To study the beetles, Gough spent two summers as a graduate student at the University of Florida camping in southeastern Arizona. Every night he went to sleep in his tent and set his alarm for one in the morning. Then he set out on foot under the stars to search the dark mountains and canyons with his flashlight for tiger beetles. “It was like a long, nightly Easter egg hunt where you might find one once a week,” he recalls.

Gough came face to face with rattlesnakes in his search. One night Gough heard something large shuffling in the darkness and approaching. He was terrified. “I was thinking, who the hell else was there in the middle of the night?” he says. Once it got within 15 feet he finally got a good look at the source of the commotion. It was a spear – a plant-eating pig. The two looked at each other in the moonlight before parting ways.

During those two years, Gough eventually managed to find seven species of tiger beetles. Each time he found one, he attached their outer shells to a thin stick with a bit of wax and suspended them in the air. Gough would blow a puff of air at them and send them flying. He then played an audio recording of an echolocating bat, its ultrasonic pulses speeding up as it approached.

“When you get to that feeding buzz,” Gough explains, “and the bug knows the bat is right on its tail, it responds. And what you hear are these little clicks. These clicks are made by the flapping wing. So it’s a very clear response to bat echolocation.”

A toxic imitation

When Gough heard the ultrasonic hiss from the tiger beetles, he knew it wasn’t nearly enough sound to disrupt the bat’s sonar. He wondered if the bugs were signaling to bats that they were poisonous, so he conducted an experiment in which he fed them directly to big brown bats.

“And we found that they ate all these different tiger beetles,” he says. “They dug them right down.

Gough conducted an analysis that showed that the ultrasonic pulses of tiger beetles and tiger moths (no relation) are acoustically similar.

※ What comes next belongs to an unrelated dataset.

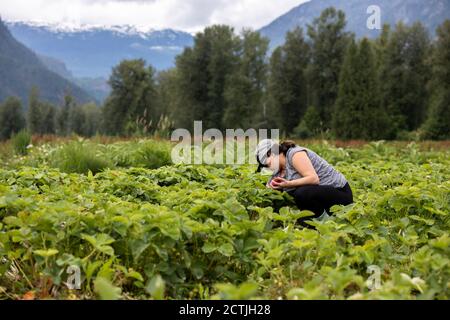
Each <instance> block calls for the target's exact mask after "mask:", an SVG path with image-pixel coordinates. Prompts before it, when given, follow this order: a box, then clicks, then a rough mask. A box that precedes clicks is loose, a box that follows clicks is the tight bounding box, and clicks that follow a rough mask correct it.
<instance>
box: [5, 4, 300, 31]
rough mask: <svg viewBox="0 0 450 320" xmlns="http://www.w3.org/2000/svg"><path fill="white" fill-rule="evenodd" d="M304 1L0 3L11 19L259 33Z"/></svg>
mask: <svg viewBox="0 0 450 320" xmlns="http://www.w3.org/2000/svg"><path fill="white" fill-rule="evenodd" d="M306 1H307V0H0V15H1V16H2V17H3V18H4V19H6V20H12V21H17V20H19V21H39V22H46V23H58V24H68V25H79V24H88V25H122V24H129V25H135V26H140V27H144V28H154V29H162V28H173V29H178V30H185V31H191V32H193V31H199V30H201V29H203V28H204V27H205V26H207V25H211V24H215V23H221V24H228V25H231V26H233V27H235V29H237V30H240V29H241V28H243V27H251V28H254V29H258V28H260V27H262V26H264V25H266V24H268V23H270V22H271V21H272V20H273V19H275V18H277V17H278V16H280V15H282V14H283V13H285V12H287V11H288V10H290V9H291V8H293V7H295V6H297V5H299V4H301V3H303V2H306Z"/></svg>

And because tiger moths they are toxic to bats, which prompted Gough’s hypothesis.

“It is likely,” he says, “that these tiger beetles are producing [ultra]it sounds like other similar moths.” That said, they believe these beetles mimic bad-tasting moths to trick bats into not eating them, too—even though they would be a perfectly tasty meal.

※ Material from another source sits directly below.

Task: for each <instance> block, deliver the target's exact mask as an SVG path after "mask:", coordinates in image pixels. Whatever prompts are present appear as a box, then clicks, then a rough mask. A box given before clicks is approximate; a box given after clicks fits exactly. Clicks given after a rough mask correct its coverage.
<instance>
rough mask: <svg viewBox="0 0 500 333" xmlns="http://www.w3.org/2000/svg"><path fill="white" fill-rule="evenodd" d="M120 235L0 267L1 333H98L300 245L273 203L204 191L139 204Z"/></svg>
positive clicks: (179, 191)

“I was quite convinced by their data,” says Hannah Ter Hofstede, a biologist at the University of Windsor who was not involved in the research. “Obviously I think there’s more they could do and they say there’s more they can do.

Specifically, he says, there’s an obvious next experiment to really figure out what’s going on — “to show that if a bat attacks one of these tiger beetles in flight and they make sounds, the bats avoid them.”

Ter Hofstede also wants to know how much spatial overlap exists between tiger beetles and toxic moths, because such mimicry only works if there is “a reliable correlation between the signal and the bad taste,” he says. “If there are too many cheaters in the system, the predators will not learn very efficiently.”

Most examples of this kind of mimicry are visual – the tasty kind fools the predator look like toxic species. But Harlan Gough says tiger beetles show that this happens with sound, too.

“There’s so much in the night sky,” he says, “that we don’t realize because we can’t see it—it’s hidden from us. It’s what’s going on behind the curtain that’s really exciting.”